Pour cet enseignant à l’université Victor-Segalen Bordeaux-2 et à l’EHESS, la précision de l’œuvre sociologique devient alors un "trompe-l’œil". Il faut donc dissocier le concept des pratiques réelles. C’est pourquoi Bourdieu écrivit La misère du monde, pour retrouver les témoignages bruts et quitter la raison scolastique.
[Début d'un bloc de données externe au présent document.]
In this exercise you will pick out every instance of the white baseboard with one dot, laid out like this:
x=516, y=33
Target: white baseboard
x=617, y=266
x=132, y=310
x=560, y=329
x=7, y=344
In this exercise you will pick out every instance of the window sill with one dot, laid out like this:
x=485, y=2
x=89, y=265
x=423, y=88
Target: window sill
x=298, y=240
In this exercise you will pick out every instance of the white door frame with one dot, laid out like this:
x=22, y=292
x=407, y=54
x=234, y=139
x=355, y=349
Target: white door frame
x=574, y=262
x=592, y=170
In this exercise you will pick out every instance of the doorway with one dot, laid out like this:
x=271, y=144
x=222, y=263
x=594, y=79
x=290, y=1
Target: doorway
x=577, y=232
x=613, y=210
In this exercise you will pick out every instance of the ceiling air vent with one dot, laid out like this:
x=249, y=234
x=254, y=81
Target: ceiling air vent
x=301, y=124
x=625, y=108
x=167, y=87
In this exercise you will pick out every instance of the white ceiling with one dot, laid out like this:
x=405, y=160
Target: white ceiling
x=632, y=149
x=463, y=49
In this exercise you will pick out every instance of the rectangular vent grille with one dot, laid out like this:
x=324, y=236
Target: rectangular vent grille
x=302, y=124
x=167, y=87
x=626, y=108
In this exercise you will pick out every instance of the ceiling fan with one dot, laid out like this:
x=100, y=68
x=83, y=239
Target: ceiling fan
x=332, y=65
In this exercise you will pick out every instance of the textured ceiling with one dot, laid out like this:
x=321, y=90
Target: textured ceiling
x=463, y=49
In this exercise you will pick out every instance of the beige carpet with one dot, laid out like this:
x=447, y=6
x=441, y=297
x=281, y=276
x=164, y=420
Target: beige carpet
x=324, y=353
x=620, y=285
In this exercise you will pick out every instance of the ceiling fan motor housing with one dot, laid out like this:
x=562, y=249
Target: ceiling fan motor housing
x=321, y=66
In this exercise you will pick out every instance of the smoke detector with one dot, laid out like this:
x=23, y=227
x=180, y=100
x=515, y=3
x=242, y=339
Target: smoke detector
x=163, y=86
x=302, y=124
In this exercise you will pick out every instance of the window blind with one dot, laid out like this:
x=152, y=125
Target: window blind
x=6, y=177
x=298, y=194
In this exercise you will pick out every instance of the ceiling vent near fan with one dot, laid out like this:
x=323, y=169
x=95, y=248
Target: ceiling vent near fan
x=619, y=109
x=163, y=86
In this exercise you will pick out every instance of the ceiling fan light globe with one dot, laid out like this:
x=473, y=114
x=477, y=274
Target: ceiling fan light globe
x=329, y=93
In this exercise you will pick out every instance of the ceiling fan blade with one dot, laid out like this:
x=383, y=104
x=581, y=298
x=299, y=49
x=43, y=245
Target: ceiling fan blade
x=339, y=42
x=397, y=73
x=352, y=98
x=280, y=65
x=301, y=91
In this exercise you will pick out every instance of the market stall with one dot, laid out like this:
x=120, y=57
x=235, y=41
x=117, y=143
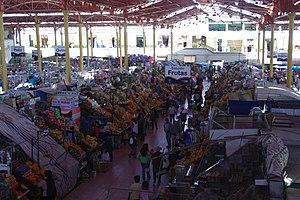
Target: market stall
x=41, y=147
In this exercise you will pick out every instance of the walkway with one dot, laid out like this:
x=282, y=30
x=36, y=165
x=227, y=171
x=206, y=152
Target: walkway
x=122, y=173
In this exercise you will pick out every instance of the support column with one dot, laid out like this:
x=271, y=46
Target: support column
x=117, y=43
x=120, y=43
x=154, y=46
x=38, y=44
x=263, y=52
x=20, y=44
x=3, y=61
x=172, y=39
x=92, y=42
x=80, y=47
x=272, y=51
x=61, y=38
x=258, y=47
x=55, y=44
x=20, y=39
x=125, y=47
x=290, y=50
x=66, y=28
x=144, y=41
x=87, y=46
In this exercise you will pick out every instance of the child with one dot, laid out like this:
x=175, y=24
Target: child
x=105, y=155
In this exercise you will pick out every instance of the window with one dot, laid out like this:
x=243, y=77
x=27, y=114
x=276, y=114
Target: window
x=235, y=27
x=217, y=27
x=269, y=28
x=140, y=41
x=250, y=27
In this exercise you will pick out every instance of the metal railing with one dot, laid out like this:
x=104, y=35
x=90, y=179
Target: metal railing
x=160, y=194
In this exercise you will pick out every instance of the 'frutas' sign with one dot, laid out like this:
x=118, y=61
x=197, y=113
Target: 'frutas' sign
x=177, y=74
x=60, y=51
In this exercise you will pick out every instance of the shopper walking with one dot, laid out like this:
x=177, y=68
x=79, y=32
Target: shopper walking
x=167, y=126
x=134, y=193
x=141, y=127
x=157, y=163
x=174, y=133
x=133, y=144
x=48, y=186
x=183, y=117
x=153, y=118
x=144, y=157
x=172, y=112
x=108, y=146
x=144, y=194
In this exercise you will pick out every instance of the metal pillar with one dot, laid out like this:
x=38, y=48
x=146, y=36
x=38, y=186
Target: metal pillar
x=154, y=46
x=120, y=43
x=20, y=44
x=263, y=52
x=87, y=46
x=117, y=43
x=144, y=41
x=258, y=47
x=61, y=38
x=290, y=50
x=92, y=42
x=55, y=44
x=80, y=47
x=3, y=61
x=66, y=28
x=125, y=46
x=272, y=51
x=20, y=39
x=172, y=39
x=38, y=44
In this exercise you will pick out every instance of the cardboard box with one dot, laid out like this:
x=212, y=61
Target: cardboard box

Un autre grand intellectuel, Michel Foucault, avait lui aussi compris le problème posé par la confusion du mot et de la chose, mais "il ne fut conservé de son œuvre qu’une tendance à défendre des communautés minoritaires ou en souffrance".
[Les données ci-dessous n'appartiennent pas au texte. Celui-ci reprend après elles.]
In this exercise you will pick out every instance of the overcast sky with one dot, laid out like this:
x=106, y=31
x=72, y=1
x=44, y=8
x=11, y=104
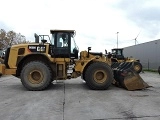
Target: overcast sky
x=96, y=21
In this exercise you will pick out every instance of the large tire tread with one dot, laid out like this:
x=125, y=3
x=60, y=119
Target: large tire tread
x=36, y=64
x=89, y=76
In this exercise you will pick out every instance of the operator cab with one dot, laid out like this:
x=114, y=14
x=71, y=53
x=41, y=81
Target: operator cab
x=63, y=44
x=118, y=53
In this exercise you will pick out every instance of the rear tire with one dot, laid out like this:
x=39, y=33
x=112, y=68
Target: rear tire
x=36, y=75
x=137, y=67
x=98, y=76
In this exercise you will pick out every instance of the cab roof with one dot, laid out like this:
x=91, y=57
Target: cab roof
x=54, y=31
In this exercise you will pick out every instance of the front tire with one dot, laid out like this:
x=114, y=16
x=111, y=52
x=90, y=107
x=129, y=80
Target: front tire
x=99, y=76
x=36, y=75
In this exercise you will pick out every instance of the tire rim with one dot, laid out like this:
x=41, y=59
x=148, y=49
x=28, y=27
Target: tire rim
x=100, y=76
x=35, y=77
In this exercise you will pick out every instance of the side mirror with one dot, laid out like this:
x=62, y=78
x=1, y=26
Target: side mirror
x=89, y=48
x=36, y=38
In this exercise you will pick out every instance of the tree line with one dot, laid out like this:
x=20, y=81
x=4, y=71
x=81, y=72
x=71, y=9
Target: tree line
x=8, y=38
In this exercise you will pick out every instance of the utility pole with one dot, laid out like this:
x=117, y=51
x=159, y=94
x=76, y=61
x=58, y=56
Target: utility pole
x=117, y=39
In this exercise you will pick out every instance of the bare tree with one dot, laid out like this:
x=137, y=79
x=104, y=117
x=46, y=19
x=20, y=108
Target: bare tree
x=10, y=38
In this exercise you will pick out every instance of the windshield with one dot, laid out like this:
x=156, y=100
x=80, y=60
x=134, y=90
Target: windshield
x=73, y=45
x=52, y=39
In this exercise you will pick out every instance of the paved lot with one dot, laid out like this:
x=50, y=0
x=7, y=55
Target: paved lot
x=72, y=100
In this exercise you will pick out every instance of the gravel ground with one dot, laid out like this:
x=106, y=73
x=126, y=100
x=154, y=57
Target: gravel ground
x=73, y=100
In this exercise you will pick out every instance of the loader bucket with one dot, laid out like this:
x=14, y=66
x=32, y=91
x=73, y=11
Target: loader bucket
x=128, y=78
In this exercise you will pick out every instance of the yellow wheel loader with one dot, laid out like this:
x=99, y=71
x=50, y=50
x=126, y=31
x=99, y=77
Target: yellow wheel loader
x=38, y=64
x=117, y=56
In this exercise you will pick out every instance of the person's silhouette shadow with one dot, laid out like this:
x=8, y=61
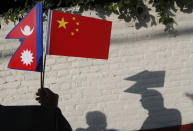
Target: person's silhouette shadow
x=153, y=101
x=96, y=121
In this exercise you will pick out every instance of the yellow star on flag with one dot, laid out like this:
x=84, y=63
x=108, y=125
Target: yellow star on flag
x=62, y=23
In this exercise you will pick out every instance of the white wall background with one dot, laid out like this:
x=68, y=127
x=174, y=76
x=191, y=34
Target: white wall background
x=86, y=85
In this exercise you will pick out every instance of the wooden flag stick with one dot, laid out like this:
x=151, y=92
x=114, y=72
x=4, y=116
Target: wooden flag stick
x=43, y=73
x=41, y=80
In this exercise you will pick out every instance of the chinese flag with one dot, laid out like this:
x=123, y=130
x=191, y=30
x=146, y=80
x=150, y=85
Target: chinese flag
x=78, y=36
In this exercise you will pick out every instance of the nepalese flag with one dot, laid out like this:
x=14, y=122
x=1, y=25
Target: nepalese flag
x=29, y=55
x=78, y=36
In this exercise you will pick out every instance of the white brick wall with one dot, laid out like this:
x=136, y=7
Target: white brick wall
x=86, y=85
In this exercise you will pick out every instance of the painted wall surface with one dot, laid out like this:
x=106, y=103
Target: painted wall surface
x=147, y=81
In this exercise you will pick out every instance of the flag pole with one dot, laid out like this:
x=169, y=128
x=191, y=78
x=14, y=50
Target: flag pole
x=43, y=73
x=46, y=46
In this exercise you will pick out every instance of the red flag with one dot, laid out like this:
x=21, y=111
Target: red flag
x=78, y=36
x=29, y=55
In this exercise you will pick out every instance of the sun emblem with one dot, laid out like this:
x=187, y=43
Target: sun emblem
x=27, y=57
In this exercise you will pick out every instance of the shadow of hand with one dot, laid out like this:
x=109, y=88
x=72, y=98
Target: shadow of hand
x=47, y=98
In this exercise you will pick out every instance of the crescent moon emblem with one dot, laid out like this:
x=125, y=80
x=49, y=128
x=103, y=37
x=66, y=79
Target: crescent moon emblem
x=27, y=32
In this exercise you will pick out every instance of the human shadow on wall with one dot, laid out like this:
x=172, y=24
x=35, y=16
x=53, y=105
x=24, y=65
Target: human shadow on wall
x=96, y=121
x=153, y=101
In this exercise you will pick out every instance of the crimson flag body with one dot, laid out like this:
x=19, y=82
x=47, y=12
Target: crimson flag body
x=29, y=54
x=78, y=36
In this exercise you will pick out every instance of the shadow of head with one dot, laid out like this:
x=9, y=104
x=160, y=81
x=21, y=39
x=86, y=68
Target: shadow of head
x=145, y=80
x=96, y=119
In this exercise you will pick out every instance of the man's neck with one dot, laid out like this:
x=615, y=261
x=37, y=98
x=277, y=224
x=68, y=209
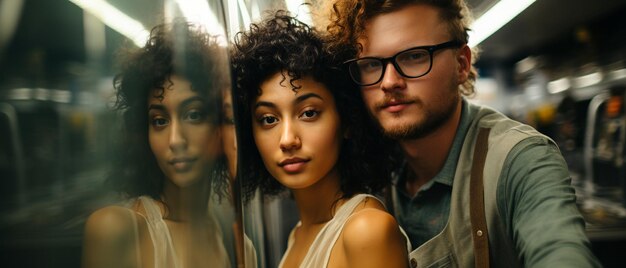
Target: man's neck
x=427, y=155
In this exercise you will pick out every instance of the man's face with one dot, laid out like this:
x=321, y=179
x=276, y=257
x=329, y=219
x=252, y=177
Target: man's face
x=410, y=108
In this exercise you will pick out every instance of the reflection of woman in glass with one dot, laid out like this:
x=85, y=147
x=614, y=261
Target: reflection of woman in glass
x=170, y=93
x=305, y=128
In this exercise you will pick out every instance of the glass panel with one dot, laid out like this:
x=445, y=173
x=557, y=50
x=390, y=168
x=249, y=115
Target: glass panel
x=73, y=162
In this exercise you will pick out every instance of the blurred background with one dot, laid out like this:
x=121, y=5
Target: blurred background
x=558, y=65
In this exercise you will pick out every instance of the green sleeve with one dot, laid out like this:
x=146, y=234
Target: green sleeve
x=538, y=206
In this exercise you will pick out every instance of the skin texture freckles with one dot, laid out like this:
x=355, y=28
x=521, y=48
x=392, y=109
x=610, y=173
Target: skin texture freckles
x=409, y=108
x=302, y=127
x=180, y=135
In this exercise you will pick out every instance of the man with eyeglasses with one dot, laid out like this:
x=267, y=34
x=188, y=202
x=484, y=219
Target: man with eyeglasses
x=475, y=189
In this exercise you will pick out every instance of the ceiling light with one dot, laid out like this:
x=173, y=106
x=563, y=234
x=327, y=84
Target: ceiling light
x=588, y=80
x=300, y=10
x=115, y=19
x=198, y=11
x=559, y=85
x=496, y=17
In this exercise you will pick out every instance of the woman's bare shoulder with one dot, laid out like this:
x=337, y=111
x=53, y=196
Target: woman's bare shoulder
x=110, y=223
x=372, y=238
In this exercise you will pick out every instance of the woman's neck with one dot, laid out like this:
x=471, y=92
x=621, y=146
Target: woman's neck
x=186, y=204
x=316, y=203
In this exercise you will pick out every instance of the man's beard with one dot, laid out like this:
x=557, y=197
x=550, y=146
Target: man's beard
x=433, y=121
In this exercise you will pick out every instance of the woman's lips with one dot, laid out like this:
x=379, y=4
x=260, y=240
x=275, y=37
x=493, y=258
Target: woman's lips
x=182, y=164
x=293, y=165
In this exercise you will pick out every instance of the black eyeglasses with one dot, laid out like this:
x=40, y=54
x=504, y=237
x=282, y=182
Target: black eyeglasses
x=411, y=63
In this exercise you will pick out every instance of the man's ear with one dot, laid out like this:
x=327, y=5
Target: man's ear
x=464, y=60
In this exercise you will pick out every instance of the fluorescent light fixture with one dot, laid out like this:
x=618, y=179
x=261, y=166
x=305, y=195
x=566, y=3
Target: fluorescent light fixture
x=496, y=17
x=588, y=80
x=618, y=74
x=300, y=10
x=199, y=12
x=526, y=65
x=559, y=85
x=245, y=15
x=115, y=19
Pour l’anthropologue Eric Chauvier, "les seules limites du monde sont celles du langage". Autant dire qu’il n’apprécie pas ces mots qui ne disent rien ou ces périphrases qui n’expliquent pas ce qui arrive. "Le care nourrit cette confusion constante entre les mots et les choses, ou pour le dire avec des termes empruntés à l’œuvre de Wittgenstein, entre une propension théorique à s’accorder dans le langage et une expérience concrète où le désaccord est tout à la fois possible, violent et riche de sens."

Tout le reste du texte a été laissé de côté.